Author: Jennifer Brown
Genre: Young Adult
Five months ago, Valerie Leftman's boyfriend, Nick, opened fire on their school cafeteria. Shot trying to stop him, Valerie inadvertently saved the life of a classmate, but was implicated in the shootings because of the list she helped create. A list of people and things she and Nick hated. The list he used to pick his targets.
Now, after a summer of seclusion, Val is forced to confront her guilt as she returns to school to complete her senior year. Haunted by the memory of the boyfriend she still loves and navigating rocky relationships with her family, former friends and the girl whose life she saved, Val must come to grips with the tragedy that took place and her role in it, in order to make amends and move on with her life.
My Take: This is the most real Young Adult book I have ever read. It may even be the most real book I have ever read. The author touches on so many different aspects of Valerie which resonates with the human heart. Valerie and her story are so multi-dimensional. Without giving anything away, I'll recap.

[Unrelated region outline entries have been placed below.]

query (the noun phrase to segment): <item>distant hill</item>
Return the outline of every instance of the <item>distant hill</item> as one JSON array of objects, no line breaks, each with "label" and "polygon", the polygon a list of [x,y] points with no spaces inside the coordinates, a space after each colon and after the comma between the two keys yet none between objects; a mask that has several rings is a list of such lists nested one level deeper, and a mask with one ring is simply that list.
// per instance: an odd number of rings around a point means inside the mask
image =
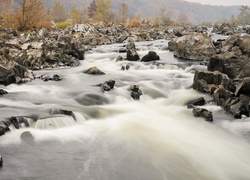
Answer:
[{"label": "distant hill", "polygon": [[[53,6],[53,0],[44,0],[46,5]],[[67,8],[87,7],[92,0],[61,0]],[[121,3],[126,3],[130,14],[140,14],[142,17],[155,17],[159,10],[164,8],[172,13],[175,19],[180,13],[185,13],[193,23],[215,22],[230,19],[238,15],[240,6],[211,6],[184,0],[113,0],[114,9],[117,10]]]}]

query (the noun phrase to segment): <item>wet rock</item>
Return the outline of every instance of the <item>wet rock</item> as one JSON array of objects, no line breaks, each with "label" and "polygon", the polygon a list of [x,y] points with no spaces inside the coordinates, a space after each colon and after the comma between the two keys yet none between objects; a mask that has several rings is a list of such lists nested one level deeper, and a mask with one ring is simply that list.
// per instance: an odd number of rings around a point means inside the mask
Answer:
[{"label": "wet rock", "polygon": [[237,30],[237,26],[229,23],[222,23],[221,25],[214,25],[213,33],[223,34],[223,35],[233,35]]},{"label": "wet rock", "polygon": [[84,73],[86,73],[86,74],[92,74],[92,75],[104,75],[105,74],[104,72],[102,72],[100,69],[98,69],[95,66],[87,69],[86,71],[84,71]]},{"label": "wet rock", "polygon": [[0,126],[0,136],[5,134],[5,128]]},{"label": "wet rock", "polygon": [[29,131],[25,131],[21,134],[22,141],[24,142],[34,142],[34,136],[29,132]]},{"label": "wet rock", "polygon": [[126,53],[126,52],[127,52],[127,49],[126,49],[126,48],[120,48],[118,52],[119,52],[119,53]]},{"label": "wet rock", "polygon": [[215,54],[212,39],[203,33],[190,33],[176,38],[170,41],[169,47],[175,57],[187,60],[209,60]]},{"label": "wet rock", "polygon": [[235,95],[250,95],[250,77],[244,78],[236,85]]},{"label": "wet rock", "polygon": [[200,97],[198,99],[191,100],[187,103],[188,108],[193,108],[194,106],[203,106],[205,105],[204,97]]},{"label": "wet rock", "polygon": [[58,74],[54,74],[52,79],[53,81],[61,81],[63,78]]},{"label": "wet rock", "polygon": [[73,111],[65,109],[51,109],[50,114],[51,115],[62,114],[62,115],[72,116],[74,119],[76,119]]},{"label": "wet rock", "polygon": [[229,98],[224,107],[234,118],[250,115],[250,96],[241,94],[239,97]]},{"label": "wet rock", "polygon": [[4,135],[6,132],[9,132],[9,126],[11,123],[6,123],[6,121],[0,121],[0,136]]},{"label": "wet rock", "polygon": [[9,85],[12,83],[23,83],[33,79],[34,74],[31,70],[14,61],[0,64],[0,84]]},{"label": "wet rock", "polygon": [[12,116],[9,120],[16,129],[19,129],[20,127],[23,126],[29,127],[29,122],[27,118],[24,116]]},{"label": "wet rock", "polygon": [[106,97],[99,94],[83,94],[76,97],[75,100],[84,106],[103,105],[109,102]]},{"label": "wet rock", "polygon": [[234,93],[226,90],[223,86],[219,85],[213,92],[214,101],[219,106],[224,106],[228,98],[233,97]]},{"label": "wet rock", "polygon": [[222,85],[227,90],[234,88],[233,82],[226,74],[219,71],[197,70],[194,75],[193,88],[212,94],[213,91]]},{"label": "wet rock", "polygon": [[8,92],[5,91],[4,89],[0,89],[0,95],[4,95],[4,94],[8,94]]},{"label": "wet rock", "polygon": [[150,62],[155,60],[160,60],[159,55],[157,55],[155,51],[149,51],[148,54],[143,56],[141,59],[141,61],[144,62]]},{"label": "wet rock", "polygon": [[221,73],[227,74],[231,79],[250,77],[249,57],[237,57],[232,53],[230,57],[227,55],[230,55],[230,52],[212,57],[209,60],[208,70],[220,71]]},{"label": "wet rock", "polygon": [[203,117],[206,121],[213,122],[213,114],[205,108],[194,108],[193,115],[195,117]]},{"label": "wet rock", "polygon": [[124,59],[123,59],[123,57],[121,57],[121,56],[118,56],[117,58],[116,58],[116,62],[119,62],[119,61],[123,61]]},{"label": "wet rock", "polygon": [[142,91],[139,89],[139,85],[130,85],[128,90],[131,91],[130,96],[134,100],[140,99],[140,96],[142,95]]},{"label": "wet rock", "polygon": [[112,80],[112,79],[110,79],[110,80],[108,80],[108,81],[105,81],[105,82],[102,83],[102,84],[98,84],[97,86],[100,86],[102,92],[110,91],[111,89],[114,88],[114,86],[115,86],[115,81]]},{"label": "wet rock", "polygon": [[128,44],[126,46],[127,49],[127,60],[128,61],[138,61],[140,59],[136,48],[135,48],[135,43],[132,39],[128,40]]}]

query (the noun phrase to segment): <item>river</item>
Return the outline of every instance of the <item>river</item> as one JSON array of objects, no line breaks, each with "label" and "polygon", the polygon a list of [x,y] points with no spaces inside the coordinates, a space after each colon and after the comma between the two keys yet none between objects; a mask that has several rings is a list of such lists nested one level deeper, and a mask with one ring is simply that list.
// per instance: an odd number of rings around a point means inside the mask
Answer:
[{"label": "river", "polygon": [[[189,100],[212,98],[192,89],[195,69],[165,47],[167,41],[136,43],[140,57],[154,50],[159,63],[119,61],[124,44],[98,46],[81,66],[35,71],[59,74],[62,81],[7,87],[1,97],[1,119],[30,117],[30,127],[0,137],[4,163],[1,180],[248,180],[250,119],[233,120],[208,103],[214,122],[196,118]],[[128,70],[121,70],[128,65]],[[105,75],[83,71],[96,66]],[[115,80],[102,92],[97,84]],[[139,85],[140,100],[128,87]],[[70,110],[74,117],[51,115]],[[35,121],[33,122],[34,119]],[[34,140],[21,140],[29,131]]]}]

Valerie is a girl who finds herself on the fringes of acceptance. She's not alone and gravitates to a particular group, especially a boy named Nick. Together they have inside jokes, places they go, memories that belong only to them. One one angry day, Valerie starts writing down people and things she hates. It's innocent enough and Nick buys into it, too. They add to the notebook day by day. Over the years, Nick and Valerie become closer and share some happy times together along with some hard times.
One day, Valerie, feeling like Nick was drifting from her, meets up with him before school. She's angry because one of the bullies on the bus broke her MP3 player. Nick says something "Nick-like" and Valerie feels validated and like he's standing by her. He approaches the perpetrator, calls her out, then, with Valerie standing by, he opens fire. In the process, Valerie is shot in the leg and Nick fatally shoots himself.

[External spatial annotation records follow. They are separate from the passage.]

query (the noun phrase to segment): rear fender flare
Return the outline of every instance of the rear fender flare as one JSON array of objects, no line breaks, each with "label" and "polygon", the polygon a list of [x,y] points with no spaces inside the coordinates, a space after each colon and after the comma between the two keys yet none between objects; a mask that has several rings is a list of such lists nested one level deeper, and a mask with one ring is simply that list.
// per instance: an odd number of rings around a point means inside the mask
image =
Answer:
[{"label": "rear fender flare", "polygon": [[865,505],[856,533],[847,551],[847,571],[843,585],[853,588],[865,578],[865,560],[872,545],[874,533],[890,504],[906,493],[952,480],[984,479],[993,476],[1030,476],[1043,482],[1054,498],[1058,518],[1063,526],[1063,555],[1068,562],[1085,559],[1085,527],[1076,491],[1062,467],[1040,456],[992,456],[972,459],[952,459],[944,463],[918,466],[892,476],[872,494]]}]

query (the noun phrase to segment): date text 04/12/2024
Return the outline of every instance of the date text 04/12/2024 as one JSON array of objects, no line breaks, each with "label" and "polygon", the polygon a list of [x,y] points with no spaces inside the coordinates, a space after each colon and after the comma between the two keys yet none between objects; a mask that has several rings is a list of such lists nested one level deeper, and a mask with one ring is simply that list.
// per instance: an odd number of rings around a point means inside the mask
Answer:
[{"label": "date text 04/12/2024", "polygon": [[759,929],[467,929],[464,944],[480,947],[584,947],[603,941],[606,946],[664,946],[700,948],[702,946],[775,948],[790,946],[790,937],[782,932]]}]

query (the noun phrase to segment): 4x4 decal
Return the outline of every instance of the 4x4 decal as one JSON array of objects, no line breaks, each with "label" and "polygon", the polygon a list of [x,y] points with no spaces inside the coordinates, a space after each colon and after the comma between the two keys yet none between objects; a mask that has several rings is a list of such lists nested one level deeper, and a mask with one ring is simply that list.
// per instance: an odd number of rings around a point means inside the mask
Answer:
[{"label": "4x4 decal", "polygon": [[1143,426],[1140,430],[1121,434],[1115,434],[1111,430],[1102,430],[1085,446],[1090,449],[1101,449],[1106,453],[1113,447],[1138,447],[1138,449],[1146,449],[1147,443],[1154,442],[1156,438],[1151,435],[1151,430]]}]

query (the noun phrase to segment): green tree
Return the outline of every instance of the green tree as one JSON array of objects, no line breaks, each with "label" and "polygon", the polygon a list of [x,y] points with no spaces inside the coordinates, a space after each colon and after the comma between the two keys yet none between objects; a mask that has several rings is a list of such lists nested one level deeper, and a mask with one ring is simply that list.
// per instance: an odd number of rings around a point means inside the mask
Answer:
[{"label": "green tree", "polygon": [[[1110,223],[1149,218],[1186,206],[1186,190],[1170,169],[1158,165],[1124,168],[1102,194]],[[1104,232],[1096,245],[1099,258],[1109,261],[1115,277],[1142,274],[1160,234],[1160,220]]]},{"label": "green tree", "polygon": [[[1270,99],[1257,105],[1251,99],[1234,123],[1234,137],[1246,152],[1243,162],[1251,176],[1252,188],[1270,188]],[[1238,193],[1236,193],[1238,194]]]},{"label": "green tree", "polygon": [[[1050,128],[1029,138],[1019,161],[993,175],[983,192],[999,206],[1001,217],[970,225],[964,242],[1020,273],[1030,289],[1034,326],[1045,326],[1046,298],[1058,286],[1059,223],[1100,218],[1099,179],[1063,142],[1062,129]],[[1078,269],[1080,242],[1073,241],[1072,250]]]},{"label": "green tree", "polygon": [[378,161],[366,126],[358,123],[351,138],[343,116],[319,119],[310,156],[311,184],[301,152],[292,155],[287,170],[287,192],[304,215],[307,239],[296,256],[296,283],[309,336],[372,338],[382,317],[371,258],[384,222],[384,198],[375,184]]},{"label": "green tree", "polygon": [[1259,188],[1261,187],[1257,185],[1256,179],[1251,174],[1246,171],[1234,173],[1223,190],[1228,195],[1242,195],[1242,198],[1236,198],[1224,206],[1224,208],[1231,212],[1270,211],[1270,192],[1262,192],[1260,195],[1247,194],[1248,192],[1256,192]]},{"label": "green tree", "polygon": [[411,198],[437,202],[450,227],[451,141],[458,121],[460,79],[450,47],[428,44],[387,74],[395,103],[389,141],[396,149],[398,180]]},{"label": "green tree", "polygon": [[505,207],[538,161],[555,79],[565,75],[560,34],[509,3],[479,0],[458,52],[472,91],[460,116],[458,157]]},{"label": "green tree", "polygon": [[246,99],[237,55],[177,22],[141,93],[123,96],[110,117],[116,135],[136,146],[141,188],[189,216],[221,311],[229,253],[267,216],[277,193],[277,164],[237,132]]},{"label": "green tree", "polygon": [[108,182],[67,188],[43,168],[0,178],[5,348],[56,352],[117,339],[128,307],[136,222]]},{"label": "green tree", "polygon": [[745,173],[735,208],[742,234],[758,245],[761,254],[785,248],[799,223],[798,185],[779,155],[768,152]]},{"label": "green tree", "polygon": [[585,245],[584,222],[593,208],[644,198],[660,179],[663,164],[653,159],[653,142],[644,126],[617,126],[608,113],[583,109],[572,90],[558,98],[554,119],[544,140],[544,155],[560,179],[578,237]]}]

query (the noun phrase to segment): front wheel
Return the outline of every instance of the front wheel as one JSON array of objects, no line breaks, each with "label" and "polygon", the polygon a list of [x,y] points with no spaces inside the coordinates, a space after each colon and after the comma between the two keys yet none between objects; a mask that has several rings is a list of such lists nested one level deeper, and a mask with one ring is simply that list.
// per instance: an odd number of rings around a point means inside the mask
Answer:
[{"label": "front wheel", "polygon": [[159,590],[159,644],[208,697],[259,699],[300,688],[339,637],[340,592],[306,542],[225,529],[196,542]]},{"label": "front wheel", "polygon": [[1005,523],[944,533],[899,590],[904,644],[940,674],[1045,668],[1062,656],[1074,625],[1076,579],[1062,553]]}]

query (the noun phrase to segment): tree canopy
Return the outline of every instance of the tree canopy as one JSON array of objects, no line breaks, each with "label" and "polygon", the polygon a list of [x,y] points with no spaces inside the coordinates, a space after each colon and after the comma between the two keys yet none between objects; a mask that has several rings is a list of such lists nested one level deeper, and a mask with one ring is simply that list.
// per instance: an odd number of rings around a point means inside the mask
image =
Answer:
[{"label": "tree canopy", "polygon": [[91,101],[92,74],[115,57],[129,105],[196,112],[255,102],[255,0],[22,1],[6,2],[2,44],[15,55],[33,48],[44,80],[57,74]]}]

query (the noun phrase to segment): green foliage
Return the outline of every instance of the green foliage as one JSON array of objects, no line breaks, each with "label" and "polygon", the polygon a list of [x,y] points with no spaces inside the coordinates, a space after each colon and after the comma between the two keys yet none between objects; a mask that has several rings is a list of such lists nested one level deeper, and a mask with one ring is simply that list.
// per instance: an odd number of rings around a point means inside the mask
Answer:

Valerie started the HATE LIST. Did she know Nick was not joking when he'd talk about death, his own and those they hated? How much culpability does she carry? Did he do it for her? He's gone now and she's not. The community's belief in safety, shattered. Will they blame her? Is she angry at Nick for leaving her? Can she still love the one who hated so much? Can she love and forgive herself? Can others love and forgive her? Who is the media and what are they saying? Is the media perpetrating or healing the damage?

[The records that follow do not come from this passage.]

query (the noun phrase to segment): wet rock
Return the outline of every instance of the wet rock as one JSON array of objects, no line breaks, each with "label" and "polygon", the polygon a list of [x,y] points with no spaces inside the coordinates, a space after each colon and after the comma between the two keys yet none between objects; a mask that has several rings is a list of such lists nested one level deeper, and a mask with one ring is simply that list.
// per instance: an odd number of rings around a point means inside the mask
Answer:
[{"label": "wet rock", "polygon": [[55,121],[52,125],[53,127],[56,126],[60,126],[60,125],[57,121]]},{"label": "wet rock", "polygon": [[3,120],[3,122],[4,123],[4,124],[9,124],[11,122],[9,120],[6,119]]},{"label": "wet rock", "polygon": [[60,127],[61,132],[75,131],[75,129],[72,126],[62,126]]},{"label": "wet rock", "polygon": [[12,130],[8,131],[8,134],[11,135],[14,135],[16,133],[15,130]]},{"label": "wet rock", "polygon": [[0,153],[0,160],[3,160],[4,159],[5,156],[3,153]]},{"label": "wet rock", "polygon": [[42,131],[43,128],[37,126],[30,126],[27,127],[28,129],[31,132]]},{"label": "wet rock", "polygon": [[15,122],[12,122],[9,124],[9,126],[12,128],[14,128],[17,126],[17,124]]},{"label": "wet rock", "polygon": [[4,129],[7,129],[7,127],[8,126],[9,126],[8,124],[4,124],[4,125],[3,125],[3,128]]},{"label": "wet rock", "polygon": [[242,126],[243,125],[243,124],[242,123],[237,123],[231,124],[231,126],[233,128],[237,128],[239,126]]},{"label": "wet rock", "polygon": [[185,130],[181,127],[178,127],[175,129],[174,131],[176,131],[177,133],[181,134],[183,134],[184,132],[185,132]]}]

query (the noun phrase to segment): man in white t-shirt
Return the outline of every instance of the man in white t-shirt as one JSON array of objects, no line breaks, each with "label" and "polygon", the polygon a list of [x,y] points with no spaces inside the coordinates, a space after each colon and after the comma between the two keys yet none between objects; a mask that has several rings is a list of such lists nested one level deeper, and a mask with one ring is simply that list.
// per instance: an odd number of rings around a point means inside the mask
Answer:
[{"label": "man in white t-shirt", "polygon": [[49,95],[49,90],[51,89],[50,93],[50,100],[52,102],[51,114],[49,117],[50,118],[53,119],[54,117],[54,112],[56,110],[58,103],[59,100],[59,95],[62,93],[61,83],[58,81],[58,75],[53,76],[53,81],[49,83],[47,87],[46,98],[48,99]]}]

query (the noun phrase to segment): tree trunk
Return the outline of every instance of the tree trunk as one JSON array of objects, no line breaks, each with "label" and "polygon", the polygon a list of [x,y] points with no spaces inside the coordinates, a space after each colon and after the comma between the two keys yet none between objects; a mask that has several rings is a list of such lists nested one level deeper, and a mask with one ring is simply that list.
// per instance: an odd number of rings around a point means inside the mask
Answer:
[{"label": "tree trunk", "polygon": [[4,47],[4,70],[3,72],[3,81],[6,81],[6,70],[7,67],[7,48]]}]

The author adds the family dynamics and the fallout that is so plausible. Each parent provides a different personality and perception that is also multi-dimensional. Incredibly, the author is capable of painting each main character as neither good nor bad, complete nor devoid. Valerie and her reality is so engaging, I immersed myself as completely as possible into this world.
I didn't find that the author had a particular agenda. It's not about stopping bullies but telling a story.
It's an incredibly well written novel. I will be thinking about it and mulling it over in days to come.